What You Should Know about Taking Out a Joint Loan

There are many different considerations to think about when you are taking out a loan. Those considerations become a little bit more specialised in circumstances where you might be thinking about taking out a joint loan.

Joint loans are quite common across the UK, and indeed throughout many different countries. Various couples take out forms of joint loans or debts to help them make progress in their life goals. However, although a joint loan can have many benefits, such as ensuring that you should be able to borrow more between you then you would be able to borrow when taking out the loan on your own, it does require careful forethought. After all, when you take out a loan with another person, each of you could be asked to repay the full amount owed if the other person defaults on their payments.

The loans and debts that can be taken out through a joint process may include secured loans such as a mortgage, unsecured personal loans and joint bank accounts that include an overdraft facility.

Several Liability and Joint Liability

You may assume that when you take out a debt or joint loan with someone else, then you will only be responsible for half of the amount owed, or what you consider to be your share. However, the truth is that this is actually not the case. When you sign a contract or credit agreement for an overdraft or loan, or agree to make payments with someone else, then you also agree to pay off the entire debt if the other person will not, or cannot.

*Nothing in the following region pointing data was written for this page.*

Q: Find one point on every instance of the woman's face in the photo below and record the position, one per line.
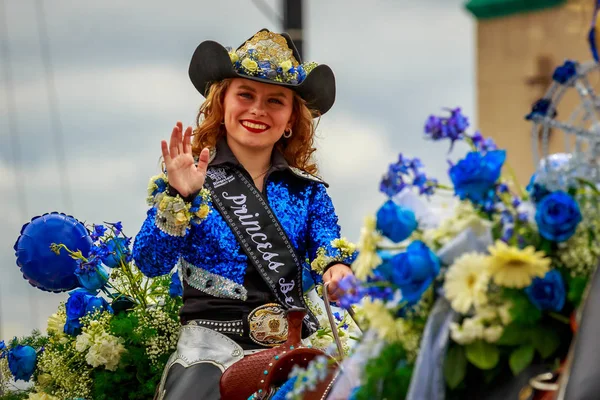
(256, 114)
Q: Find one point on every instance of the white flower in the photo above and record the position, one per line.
(492, 333)
(504, 313)
(470, 331)
(106, 351)
(83, 342)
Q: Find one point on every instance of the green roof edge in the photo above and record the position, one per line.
(488, 9)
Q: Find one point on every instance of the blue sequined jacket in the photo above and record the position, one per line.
(209, 258)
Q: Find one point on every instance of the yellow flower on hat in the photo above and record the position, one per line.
(286, 65)
(250, 65)
(180, 218)
(203, 211)
(515, 268)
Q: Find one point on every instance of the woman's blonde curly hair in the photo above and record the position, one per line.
(297, 150)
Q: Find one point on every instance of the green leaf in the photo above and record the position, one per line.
(455, 366)
(577, 286)
(545, 341)
(520, 358)
(482, 354)
(514, 335)
(523, 311)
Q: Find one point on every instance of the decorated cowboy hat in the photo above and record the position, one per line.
(266, 57)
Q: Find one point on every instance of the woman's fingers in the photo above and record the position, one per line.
(165, 151)
(203, 161)
(187, 141)
(175, 140)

Unfortunately, it doesn’t matter who spends the money that you borrowed, or who you believe now owns the items or item that you bought using your overdraft or joint loan, and it doesn’t make a difference whether you are married or in no kind of relationship at all. For instance, if your wife or partner dies then you will still need to make payments on a joint mortgage. Similarly, if you end the relationship with your other half they might end up running up debt on your account with an overdraft facility and you would be left to pay for everything. In other words, whenever you take on a joint debt you are also taking on joint liability and responsibility. If the other person does not make the payments that are required of them, then you could end up with a great deal of debt to manage.

Can You Get a Joint Credit Card?

It’s important to remember that joint loans and debts aren’t necessarily restricted to big things like mortgages. However, in the United Kingdom, you currently will not be able to take out a credit card as a joint account, even if you and your partner both have credit cards. There will always need to be a single person who signs the agreement for the card and is responsible for paying the debt in full.

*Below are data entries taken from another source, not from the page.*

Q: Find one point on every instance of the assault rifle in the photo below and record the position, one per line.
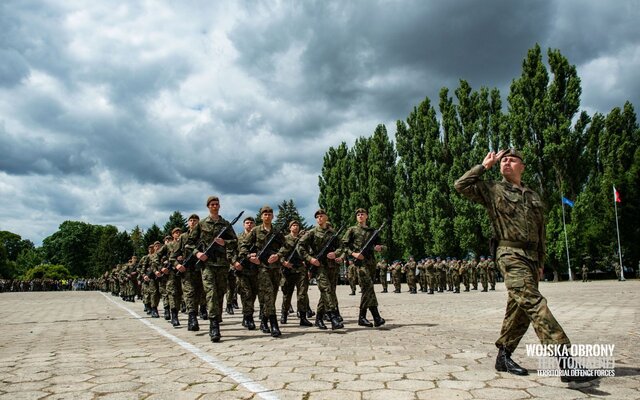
(209, 250)
(366, 249)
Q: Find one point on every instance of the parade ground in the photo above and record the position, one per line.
(92, 345)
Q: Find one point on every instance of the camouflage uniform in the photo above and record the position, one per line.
(517, 220)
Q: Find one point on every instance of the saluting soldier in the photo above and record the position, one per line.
(517, 219)
(353, 245)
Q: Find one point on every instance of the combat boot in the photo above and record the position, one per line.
(571, 371)
(335, 323)
(377, 319)
(275, 330)
(338, 316)
(304, 321)
(214, 330)
(174, 317)
(192, 324)
(362, 319)
(204, 314)
(319, 321)
(504, 363)
(248, 322)
(264, 325)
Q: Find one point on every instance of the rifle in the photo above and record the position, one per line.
(367, 245)
(213, 242)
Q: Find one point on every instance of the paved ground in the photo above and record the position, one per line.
(77, 345)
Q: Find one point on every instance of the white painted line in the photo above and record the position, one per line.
(243, 380)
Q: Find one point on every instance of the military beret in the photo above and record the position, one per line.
(513, 153)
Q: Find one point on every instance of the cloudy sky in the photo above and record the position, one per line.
(120, 112)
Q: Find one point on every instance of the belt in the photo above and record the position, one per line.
(520, 245)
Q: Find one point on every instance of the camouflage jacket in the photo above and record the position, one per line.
(516, 214)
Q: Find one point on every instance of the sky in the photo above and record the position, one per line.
(122, 112)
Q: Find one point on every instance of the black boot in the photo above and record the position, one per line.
(335, 323)
(304, 321)
(214, 330)
(337, 314)
(174, 317)
(362, 319)
(377, 319)
(572, 371)
(192, 325)
(275, 330)
(319, 321)
(504, 363)
(264, 325)
(248, 322)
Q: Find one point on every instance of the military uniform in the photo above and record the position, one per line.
(516, 214)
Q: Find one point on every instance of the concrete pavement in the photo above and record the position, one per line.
(88, 345)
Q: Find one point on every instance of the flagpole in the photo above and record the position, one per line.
(615, 205)
(566, 241)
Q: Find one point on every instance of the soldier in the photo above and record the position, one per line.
(383, 267)
(517, 219)
(352, 277)
(396, 276)
(214, 266)
(191, 279)
(410, 273)
(353, 245)
(322, 237)
(263, 247)
(295, 276)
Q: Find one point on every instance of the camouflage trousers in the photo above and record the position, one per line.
(214, 281)
(525, 304)
(248, 289)
(299, 281)
(232, 288)
(268, 283)
(411, 280)
(174, 290)
(192, 289)
(368, 298)
(328, 299)
(162, 288)
(383, 279)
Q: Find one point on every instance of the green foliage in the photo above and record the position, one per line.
(48, 271)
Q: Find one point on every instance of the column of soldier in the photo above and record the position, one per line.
(436, 275)
(193, 271)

Though it is possible for the main cardholder with a credit company to let someone else use the credit card on their account, this secondary card holder will not have any responsibility legally to make payments to that card company.

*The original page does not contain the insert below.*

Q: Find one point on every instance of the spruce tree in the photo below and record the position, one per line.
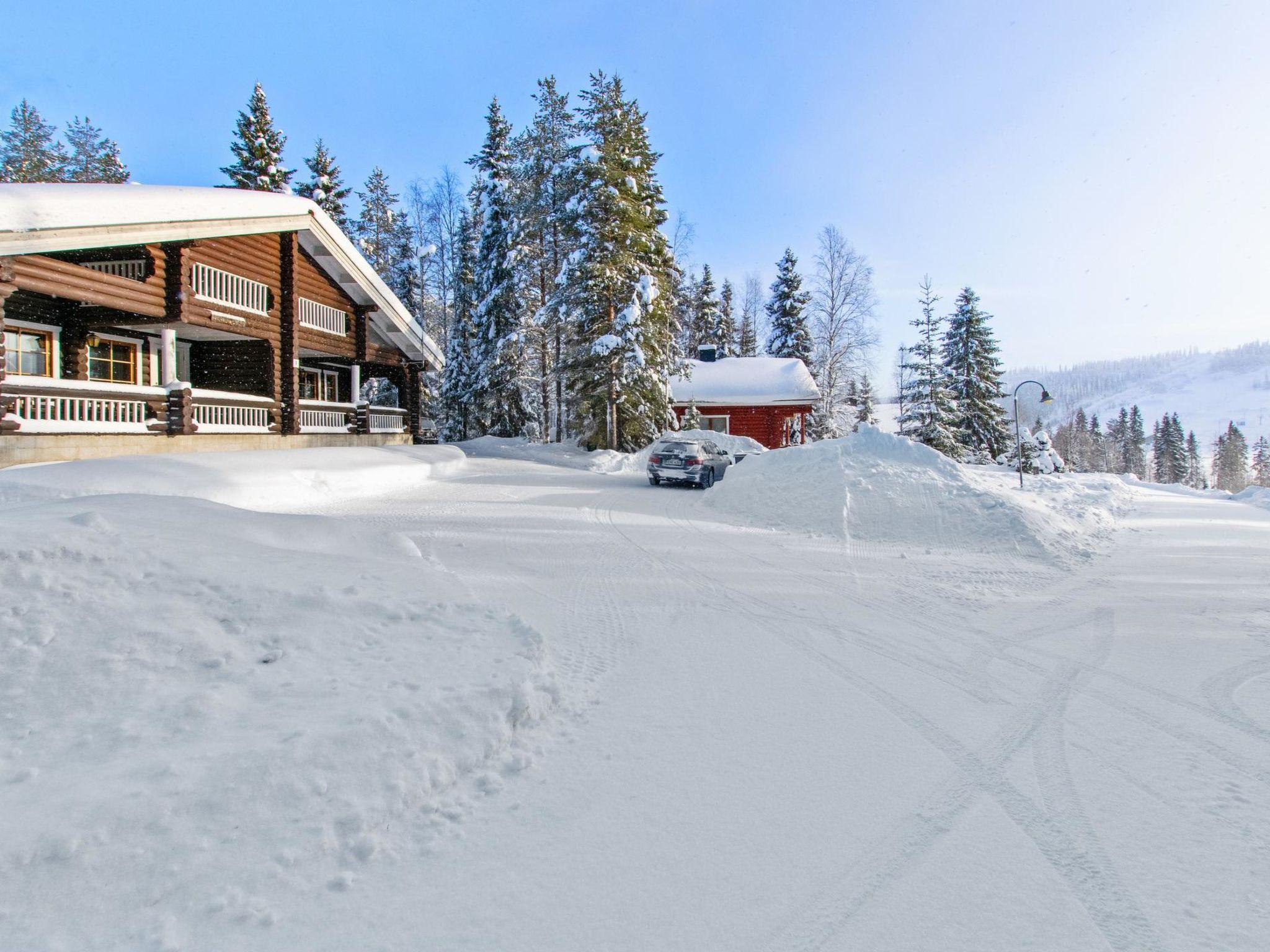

Can Joint Applications Improve Your Chances of Getting Credit?

Applying for a joint loan can sometimes have a negative impact on your chances of getting credit overall. However, you may need to avoid applying together if one of you has a bad credit rating. Once you have taken on a joint loan or debt with another person hen your credit file is connected to theirs. This could mean that if you want to apply for a loan in your own name, the lender will be able to see the other person’s credit history and take that amount into account alongside your own.

Because of the obvious complications that can come to linking your credit history to someone who has bad or poor credit, it’s important to think carefully about how any connection with your partner from a financial perspective may affect your future chances of getting credit or loans in your own name. You might find that it’s best to look into your credit ratings before you think about taking out a joint loan.

In some cases you can end up getting better interest rates and deals on things like mortgages if you simply choose to apply for the credit through your own name, or the name of the partner with the best credit history. Speak to a financial advisor if you need help on figuring out what the best credit solution might be for yourself and your partner. These professionals are often equipped with the skills required to give you an insight into your position within the lending and borrowing market.